I fear that we could slip back into old habits. When the first lockdown ended I had to firmly resist slipping back into the habit of commuting to the office and popping into the supermarket on the way home every day. Not good for me, not good for the environment and, ultimately, not good for SCF.
If we are going to build back better we are going to have to plan and make an effort to sustain that change. In Lewin’s change management model, change starts with unfreezing the status quo; what is often overlooked is the effort required to refreeze in the new, better place.
Here are three things to look out for:
1. Digital – in this case sustaining and continuing the better use of digital within local charitable organisations, but also across society. As I mentioned previously, our sector proved just how nimble it was by the speed at which many charities adapted to delivering their services online. All done with a little funding, some support but most importantly the imperative to try, learn and adapt and carry on regardless, which it seems can carry us a long way. Crucially, we must be able to crack the digital divide. Of course, we look to the government to provide infrastructure, but community has a role too – from running training and support programmes to the provision of hardware for those in need. In the past couple of weeks I have come across two local IT firms volunteering to upgrade and recycle laptops for pupils, and I am sure there are more. Imagine, once we are past this emergency, if every Somerset ICT firm could refurbish just one donated laptop every week? We could deliver strong social, health and environmental benefits to people of all ages. But creating coherent and effective infrastructure for such initiatives is key; where will the leadership come from?

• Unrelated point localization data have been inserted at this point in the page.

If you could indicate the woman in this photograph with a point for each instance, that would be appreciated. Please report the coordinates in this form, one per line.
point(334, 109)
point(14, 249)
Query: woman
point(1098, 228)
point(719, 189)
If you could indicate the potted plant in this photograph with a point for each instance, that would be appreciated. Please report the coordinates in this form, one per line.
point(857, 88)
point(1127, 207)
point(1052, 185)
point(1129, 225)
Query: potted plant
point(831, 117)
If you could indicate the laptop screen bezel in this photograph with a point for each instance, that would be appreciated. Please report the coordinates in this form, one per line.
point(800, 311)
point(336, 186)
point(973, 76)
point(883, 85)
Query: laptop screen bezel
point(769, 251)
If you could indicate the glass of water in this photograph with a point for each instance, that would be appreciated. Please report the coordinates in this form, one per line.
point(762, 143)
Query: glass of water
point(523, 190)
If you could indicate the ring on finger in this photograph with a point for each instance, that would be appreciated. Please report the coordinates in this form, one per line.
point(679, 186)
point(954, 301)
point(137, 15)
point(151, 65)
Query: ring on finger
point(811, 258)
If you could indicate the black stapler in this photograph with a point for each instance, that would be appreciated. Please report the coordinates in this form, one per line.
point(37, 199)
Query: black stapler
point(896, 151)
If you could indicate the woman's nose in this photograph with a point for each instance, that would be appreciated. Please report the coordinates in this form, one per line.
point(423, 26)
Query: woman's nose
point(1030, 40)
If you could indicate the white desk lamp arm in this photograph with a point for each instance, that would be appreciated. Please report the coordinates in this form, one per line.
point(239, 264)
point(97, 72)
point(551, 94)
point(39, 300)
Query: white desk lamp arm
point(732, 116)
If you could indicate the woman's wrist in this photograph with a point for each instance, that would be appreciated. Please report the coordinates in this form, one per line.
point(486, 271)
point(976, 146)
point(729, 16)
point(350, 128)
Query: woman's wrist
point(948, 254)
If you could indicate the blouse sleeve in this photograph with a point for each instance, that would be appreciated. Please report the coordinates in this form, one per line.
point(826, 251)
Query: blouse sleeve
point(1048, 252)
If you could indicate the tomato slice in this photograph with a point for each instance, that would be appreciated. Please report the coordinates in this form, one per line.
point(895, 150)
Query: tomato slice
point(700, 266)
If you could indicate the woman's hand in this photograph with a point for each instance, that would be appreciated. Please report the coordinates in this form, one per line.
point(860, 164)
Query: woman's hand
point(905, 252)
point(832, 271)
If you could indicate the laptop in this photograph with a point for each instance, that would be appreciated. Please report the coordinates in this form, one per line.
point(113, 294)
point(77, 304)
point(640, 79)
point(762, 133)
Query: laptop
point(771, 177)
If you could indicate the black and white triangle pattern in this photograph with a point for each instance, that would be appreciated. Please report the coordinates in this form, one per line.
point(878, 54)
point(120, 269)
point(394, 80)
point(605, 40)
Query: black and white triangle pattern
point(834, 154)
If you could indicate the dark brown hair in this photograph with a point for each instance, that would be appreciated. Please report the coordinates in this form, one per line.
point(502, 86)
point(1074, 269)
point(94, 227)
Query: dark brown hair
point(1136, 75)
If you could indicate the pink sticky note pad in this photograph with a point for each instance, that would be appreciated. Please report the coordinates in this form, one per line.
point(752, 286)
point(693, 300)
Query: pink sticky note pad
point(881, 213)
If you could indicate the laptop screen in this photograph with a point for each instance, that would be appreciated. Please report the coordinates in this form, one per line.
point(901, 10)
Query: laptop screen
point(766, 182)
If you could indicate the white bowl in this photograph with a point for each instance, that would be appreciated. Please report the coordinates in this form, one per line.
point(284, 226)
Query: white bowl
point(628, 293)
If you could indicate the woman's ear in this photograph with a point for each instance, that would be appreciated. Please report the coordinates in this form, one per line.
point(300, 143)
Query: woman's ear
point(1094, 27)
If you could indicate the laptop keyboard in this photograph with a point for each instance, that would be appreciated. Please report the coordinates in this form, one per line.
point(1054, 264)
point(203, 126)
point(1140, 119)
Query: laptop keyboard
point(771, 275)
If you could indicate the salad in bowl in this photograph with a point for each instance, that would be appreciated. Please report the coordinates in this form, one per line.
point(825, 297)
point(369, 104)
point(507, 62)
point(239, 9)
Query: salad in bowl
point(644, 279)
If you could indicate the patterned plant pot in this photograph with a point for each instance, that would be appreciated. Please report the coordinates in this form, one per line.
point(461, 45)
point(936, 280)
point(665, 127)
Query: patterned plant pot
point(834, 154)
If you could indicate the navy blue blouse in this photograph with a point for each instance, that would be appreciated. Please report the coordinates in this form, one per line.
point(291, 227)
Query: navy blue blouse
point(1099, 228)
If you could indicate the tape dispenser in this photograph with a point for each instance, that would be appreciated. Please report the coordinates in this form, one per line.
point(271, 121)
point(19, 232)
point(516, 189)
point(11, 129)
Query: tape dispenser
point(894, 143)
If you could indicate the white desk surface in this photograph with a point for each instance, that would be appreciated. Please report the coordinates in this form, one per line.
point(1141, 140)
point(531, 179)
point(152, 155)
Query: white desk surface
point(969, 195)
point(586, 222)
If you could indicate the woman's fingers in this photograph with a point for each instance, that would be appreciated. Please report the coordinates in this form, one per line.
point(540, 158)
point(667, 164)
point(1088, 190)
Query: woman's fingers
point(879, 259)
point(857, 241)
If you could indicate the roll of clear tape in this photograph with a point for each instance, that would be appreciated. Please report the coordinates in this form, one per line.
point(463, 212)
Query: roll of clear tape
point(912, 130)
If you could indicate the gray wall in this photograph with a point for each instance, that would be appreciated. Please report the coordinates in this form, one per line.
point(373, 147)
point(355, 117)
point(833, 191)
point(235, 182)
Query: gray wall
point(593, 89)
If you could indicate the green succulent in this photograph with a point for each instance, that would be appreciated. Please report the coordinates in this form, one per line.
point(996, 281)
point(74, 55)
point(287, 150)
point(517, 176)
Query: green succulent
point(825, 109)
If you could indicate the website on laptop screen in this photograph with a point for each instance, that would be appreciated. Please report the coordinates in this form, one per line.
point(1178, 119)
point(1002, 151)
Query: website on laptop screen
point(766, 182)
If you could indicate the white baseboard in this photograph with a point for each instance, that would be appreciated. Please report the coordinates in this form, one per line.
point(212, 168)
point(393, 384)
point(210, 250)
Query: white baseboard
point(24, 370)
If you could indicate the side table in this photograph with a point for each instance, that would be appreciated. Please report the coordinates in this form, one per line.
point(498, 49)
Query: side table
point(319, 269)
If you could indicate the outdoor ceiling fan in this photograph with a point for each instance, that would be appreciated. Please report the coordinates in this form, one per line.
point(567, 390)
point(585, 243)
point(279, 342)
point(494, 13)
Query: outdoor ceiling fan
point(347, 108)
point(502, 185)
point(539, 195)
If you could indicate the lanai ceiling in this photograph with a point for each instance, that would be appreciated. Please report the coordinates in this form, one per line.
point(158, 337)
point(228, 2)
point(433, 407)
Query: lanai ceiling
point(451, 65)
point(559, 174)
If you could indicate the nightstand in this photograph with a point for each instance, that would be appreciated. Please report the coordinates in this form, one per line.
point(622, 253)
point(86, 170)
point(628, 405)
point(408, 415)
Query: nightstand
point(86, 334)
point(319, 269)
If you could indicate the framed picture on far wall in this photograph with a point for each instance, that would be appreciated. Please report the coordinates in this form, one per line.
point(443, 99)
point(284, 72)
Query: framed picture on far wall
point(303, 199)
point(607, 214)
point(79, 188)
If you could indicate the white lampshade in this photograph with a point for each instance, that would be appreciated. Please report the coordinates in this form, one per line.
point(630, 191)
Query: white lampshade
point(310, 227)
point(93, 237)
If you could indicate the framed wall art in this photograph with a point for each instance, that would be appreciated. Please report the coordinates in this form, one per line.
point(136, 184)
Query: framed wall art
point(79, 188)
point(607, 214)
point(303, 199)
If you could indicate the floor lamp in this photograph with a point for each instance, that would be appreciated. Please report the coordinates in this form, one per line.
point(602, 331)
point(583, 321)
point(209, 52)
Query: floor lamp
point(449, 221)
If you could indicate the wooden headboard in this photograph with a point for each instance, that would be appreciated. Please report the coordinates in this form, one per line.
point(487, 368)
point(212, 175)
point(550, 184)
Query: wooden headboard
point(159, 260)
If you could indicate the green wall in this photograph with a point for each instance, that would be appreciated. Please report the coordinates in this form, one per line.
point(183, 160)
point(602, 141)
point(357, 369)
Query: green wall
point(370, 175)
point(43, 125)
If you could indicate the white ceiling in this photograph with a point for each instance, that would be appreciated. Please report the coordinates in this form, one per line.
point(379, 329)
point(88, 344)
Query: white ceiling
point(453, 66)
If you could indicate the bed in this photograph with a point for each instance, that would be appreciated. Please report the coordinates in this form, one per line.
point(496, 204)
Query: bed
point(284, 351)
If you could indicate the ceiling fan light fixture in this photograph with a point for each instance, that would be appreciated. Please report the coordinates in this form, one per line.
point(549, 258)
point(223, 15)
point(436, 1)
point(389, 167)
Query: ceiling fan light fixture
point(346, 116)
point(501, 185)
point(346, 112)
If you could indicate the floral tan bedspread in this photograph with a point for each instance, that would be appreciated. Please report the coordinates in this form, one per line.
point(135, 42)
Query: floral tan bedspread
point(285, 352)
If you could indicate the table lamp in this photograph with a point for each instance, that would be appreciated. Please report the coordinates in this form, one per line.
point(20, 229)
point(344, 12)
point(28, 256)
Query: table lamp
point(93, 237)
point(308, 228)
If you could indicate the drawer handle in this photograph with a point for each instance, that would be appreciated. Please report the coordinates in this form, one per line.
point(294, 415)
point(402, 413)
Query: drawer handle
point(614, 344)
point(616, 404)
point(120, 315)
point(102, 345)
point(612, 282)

2. Financial pressure on the sector – we know Covid has significantly impacted on charities’ abilities to raise money from their normal fundraising activities; fun runs, charity dinners, coffee mornings and all the things that rely on people coming together for a good cause. In some cases this has been offset by new sources of income, but I am very concerned there has been massive hit to organisations’ unrestricted funds, which in most cases is their lifeblood.
No organisation has a right to exist, but our communities deserve the services they provide. We need to make sure that organisations that have taken the hit and stood by their communities are supported when they need it, when they need to adapt, collaborate, merge or – where necessary – close well.
For funders, like us, we have to re-consider to what extent we need to fund tangible ‘things’ – projects, equipment or buildings – and to what extent we should offer more flexible funding, trusting our brilliant organisations and the difference they make. For an interesting take on this, this podcast with MacKenzie Scott from CAF’s Giving Thought series is worth a listen.
3. Trust – this point about trust is pivotal. Above all else, we need to trust our communities and the organisations they create. The recovery of society and the economy may be long and arduous, but one silver lining from this crisis is that we can see the magic that happens when communities take more of a lead in creating their own destinies.
This is recognised in Danny Kruger MP’s report Levelling Up Our Communities: Proposals for a New Social Covenant which places as much emphasis on social cohesion, equality of opportunity and equity of outcome as it does on economic growth. This creates opportunities and challenges for all of us, including us at SCF, but it is possible to build back better if we want to.
Change happens at the speed of trust; trust is the currency of community.